The stated purpose of Bill 22-302 is to repeal D.C. Law 21-264, the “Universal Paid Leave Amendment Act of 2016,” and replace it with an employer mandate for employers with 25 or more employees. Bill 22-302 eliminates the two weeks of medical leave provided for in D.C. Law 21-264. Instead, the bill increases the number of sick days an individual can accrue pursuant to the “Accrued Sick and Safe Leave Act of 2008.” Additionally, Bill 22-302 creates a hardship exemption for employers who can demonstrate that they cannot feasibly provide family or parental leave, and it requires the Mayor to conduct a feasibility study with regard to the possibility of requiring paid leave of District employers with fewer than 25 employees.
The stated purpose of Bill 22-325 is to require covered employees to pay a fee of 0.42% of his or her wages into the Universal Paid Leave Implementation Fund. Subsequently an employer would pay a tax of 0.2% of its employees’ wages.
The stated purpose of Bill 22-334 is to require employers with more than 100 employees to provide family, medical, and parental leave to its employees but maintains a government-run paid leave program for businesses with a 100 or fewer employees. Additionally, it amends the tax rate paid by small employers and large employers to 0.54% and 0.15%, respectively, of their employees’ wages. Further, Bill 22-334 mirrors the enforcement mechanisms provided for in the “Accrued Sick and Safe Leave Act of 2008,” and it explicitly authorizes third-party administration of the District-run program.
Those who wish to testify are asked to email the Committee of the Whole at
firstname.lastname@example.org, or call Christina Setlow, Deputy Committee Director at (202) 724-4865, and to provide your name, address, telephone number, organizational affiliation and title (if any) by close of business Thursday, October 5, 2017. Persons wishing to testify are encouraged, but not required, to submit 15 copies of written testimony. If submitted by the close of business on October 5, 2017 the testimony will be distributed to Councilmembers before the hearing. Witnesses should limit their testimony to three minutes; if an individual requires more time, he or she must contact the Committee of the Whole or Ms. Setlow to arrange for more time to testify. Copies of the legislation can be obtained through the Legislative Services Division of the Secretary of the Council’s office or on http://lims.dccouncil.us.

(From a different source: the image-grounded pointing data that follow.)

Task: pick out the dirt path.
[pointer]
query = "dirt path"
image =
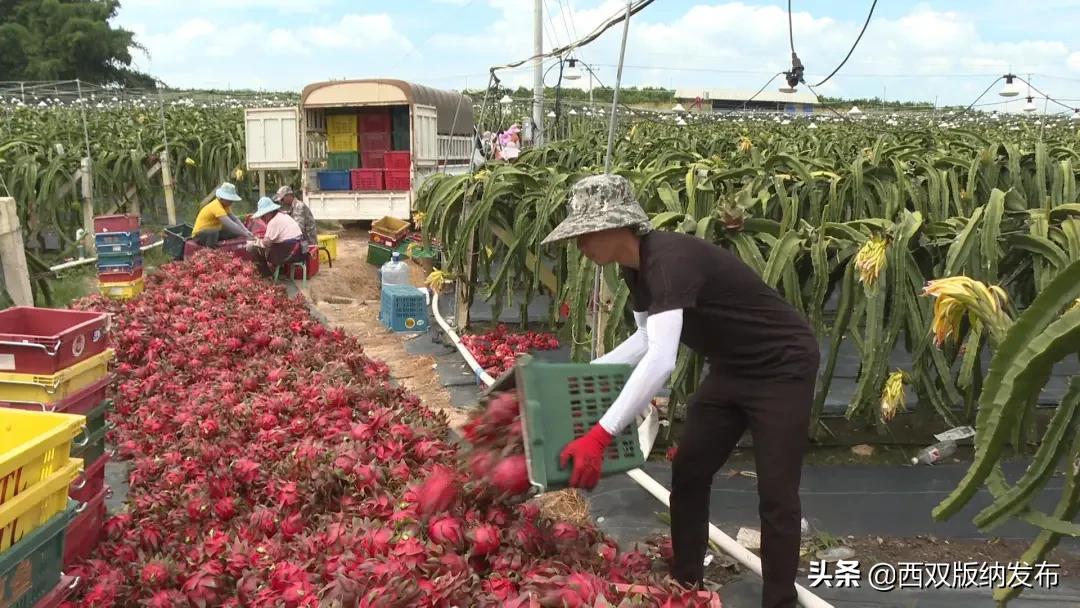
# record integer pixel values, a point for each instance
(348, 295)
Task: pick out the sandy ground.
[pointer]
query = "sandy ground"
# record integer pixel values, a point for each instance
(348, 295)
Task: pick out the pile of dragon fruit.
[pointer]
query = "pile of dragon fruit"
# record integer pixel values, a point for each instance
(497, 350)
(272, 463)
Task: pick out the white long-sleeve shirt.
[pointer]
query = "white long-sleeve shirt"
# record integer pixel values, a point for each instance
(652, 349)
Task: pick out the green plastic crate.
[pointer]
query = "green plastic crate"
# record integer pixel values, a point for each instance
(96, 428)
(30, 568)
(377, 255)
(342, 161)
(559, 403)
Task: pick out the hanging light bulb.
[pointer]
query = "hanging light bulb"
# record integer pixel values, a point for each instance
(1010, 89)
(571, 71)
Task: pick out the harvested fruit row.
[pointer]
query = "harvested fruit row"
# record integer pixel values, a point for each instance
(272, 463)
(497, 350)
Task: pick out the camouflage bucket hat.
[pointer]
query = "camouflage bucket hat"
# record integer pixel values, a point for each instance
(601, 202)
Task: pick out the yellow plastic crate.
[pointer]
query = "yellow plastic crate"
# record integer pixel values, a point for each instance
(342, 143)
(337, 124)
(37, 444)
(51, 388)
(329, 243)
(34, 508)
(122, 291)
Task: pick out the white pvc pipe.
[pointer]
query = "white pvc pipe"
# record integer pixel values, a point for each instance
(728, 544)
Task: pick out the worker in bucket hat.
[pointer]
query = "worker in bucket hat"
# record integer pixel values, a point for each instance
(282, 242)
(215, 221)
(763, 363)
(298, 211)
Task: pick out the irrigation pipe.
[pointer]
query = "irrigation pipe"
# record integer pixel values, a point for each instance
(647, 434)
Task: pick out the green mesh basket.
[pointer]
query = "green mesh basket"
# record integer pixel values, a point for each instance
(30, 568)
(96, 428)
(559, 403)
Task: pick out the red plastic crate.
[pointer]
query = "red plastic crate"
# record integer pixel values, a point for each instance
(45, 340)
(90, 483)
(375, 143)
(80, 403)
(366, 178)
(59, 594)
(399, 180)
(120, 277)
(399, 161)
(373, 160)
(117, 224)
(84, 531)
(312, 264)
(374, 121)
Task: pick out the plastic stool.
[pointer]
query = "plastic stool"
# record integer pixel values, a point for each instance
(294, 265)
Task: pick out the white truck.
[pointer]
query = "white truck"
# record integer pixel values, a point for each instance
(441, 138)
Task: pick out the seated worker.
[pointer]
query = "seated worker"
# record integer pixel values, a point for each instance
(215, 221)
(298, 211)
(283, 241)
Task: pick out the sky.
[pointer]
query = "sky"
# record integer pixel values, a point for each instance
(948, 51)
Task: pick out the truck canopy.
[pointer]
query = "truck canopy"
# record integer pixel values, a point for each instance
(455, 109)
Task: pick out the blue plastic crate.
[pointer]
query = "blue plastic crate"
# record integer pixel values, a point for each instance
(403, 308)
(117, 242)
(122, 265)
(334, 180)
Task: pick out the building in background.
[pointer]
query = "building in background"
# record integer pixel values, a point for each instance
(726, 99)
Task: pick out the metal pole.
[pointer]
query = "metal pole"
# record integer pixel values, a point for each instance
(538, 138)
(599, 289)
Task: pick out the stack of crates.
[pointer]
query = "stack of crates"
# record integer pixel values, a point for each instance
(342, 156)
(400, 129)
(119, 255)
(375, 137)
(387, 235)
(52, 447)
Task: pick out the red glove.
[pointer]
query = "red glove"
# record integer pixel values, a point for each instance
(588, 455)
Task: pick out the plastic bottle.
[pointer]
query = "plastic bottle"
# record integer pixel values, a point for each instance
(395, 271)
(935, 453)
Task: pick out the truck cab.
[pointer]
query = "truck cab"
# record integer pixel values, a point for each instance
(363, 147)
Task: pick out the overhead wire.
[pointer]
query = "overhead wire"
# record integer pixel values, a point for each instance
(850, 51)
(611, 22)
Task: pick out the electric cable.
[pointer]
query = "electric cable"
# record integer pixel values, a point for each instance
(611, 22)
(852, 50)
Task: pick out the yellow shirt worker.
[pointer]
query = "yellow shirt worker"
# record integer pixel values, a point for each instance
(215, 221)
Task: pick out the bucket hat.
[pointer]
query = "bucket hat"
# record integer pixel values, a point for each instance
(227, 192)
(601, 202)
(266, 205)
(281, 193)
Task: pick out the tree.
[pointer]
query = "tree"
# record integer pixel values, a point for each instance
(65, 40)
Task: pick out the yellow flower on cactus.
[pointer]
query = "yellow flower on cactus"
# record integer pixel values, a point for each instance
(871, 259)
(892, 395)
(959, 296)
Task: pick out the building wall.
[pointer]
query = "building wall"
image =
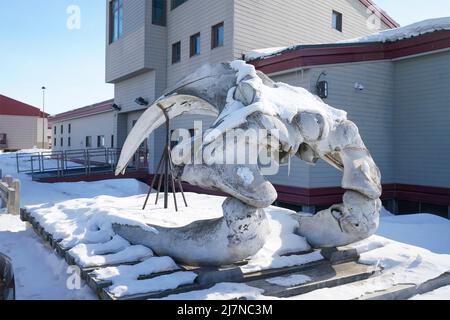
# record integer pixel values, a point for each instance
(126, 56)
(126, 92)
(422, 120)
(93, 125)
(371, 110)
(39, 142)
(21, 131)
(190, 18)
(276, 23)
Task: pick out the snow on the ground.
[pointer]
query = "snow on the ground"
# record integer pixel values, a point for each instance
(82, 214)
(409, 31)
(148, 267)
(292, 280)
(439, 294)
(401, 263)
(39, 273)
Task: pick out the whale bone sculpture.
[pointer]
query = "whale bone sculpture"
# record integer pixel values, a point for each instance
(244, 99)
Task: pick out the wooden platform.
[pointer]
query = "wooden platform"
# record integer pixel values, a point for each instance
(340, 266)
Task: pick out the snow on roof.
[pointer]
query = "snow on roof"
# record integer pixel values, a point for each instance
(261, 53)
(12, 107)
(103, 106)
(409, 31)
(390, 35)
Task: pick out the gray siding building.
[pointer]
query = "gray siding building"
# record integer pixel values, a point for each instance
(397, 93)
(151, 44)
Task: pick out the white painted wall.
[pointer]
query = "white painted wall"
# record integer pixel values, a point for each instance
(21, 131)
(93, 125)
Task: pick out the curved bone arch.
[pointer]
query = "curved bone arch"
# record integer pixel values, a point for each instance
(242, 98)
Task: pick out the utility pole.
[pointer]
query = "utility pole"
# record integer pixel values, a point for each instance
(43, 117)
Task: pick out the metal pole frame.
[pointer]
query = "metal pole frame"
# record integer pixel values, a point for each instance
(165, 168)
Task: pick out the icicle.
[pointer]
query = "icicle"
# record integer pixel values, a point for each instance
(289, 166)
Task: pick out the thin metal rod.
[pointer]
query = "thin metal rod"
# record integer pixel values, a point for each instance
(159, 186)
(153, 183)
(173, 192)
(178, 181)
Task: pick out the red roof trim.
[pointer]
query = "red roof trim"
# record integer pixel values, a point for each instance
(104, 106)
(387, 19)
(347, 53)
(12, 107)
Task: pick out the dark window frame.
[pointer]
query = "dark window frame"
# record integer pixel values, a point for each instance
(216, 42)
(195, 48)
(176, 3)
(176, 55)
(88, 141)
(115, 15)
(159, 18)
(337, 20)
(101, 143)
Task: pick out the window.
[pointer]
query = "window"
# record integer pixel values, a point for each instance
(217, 35)
(100, 141)
(195, 45)
(159, 12)
(115, 20)
(88, 142)
(177, 3)
(337, 21)
(176, 52)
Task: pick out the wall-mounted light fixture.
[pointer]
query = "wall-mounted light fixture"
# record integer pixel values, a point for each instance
(322, 86)
(359, 86)
(141, 101)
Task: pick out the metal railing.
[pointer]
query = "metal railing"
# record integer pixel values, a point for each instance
(76, 162)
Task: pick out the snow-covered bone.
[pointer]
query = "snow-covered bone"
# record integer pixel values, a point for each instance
(307, 127)
(239, 234)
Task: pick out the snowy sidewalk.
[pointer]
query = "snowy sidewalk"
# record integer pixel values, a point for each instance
(80, 214)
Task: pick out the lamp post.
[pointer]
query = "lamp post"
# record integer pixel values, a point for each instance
(43, 117)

If you are unable to testify at the hearing, written statements are encouraged and will be made a part of the official record. Written statements should be submitted to the Committee of the Whole, Council of the District of Columbia, Suite 410 of the John A. Wilson Building, 1350 Pennsylvania Avenue, N.W., Washington, D.C. 20004. The record will close at 5:00 p.m. on October 24, 2017.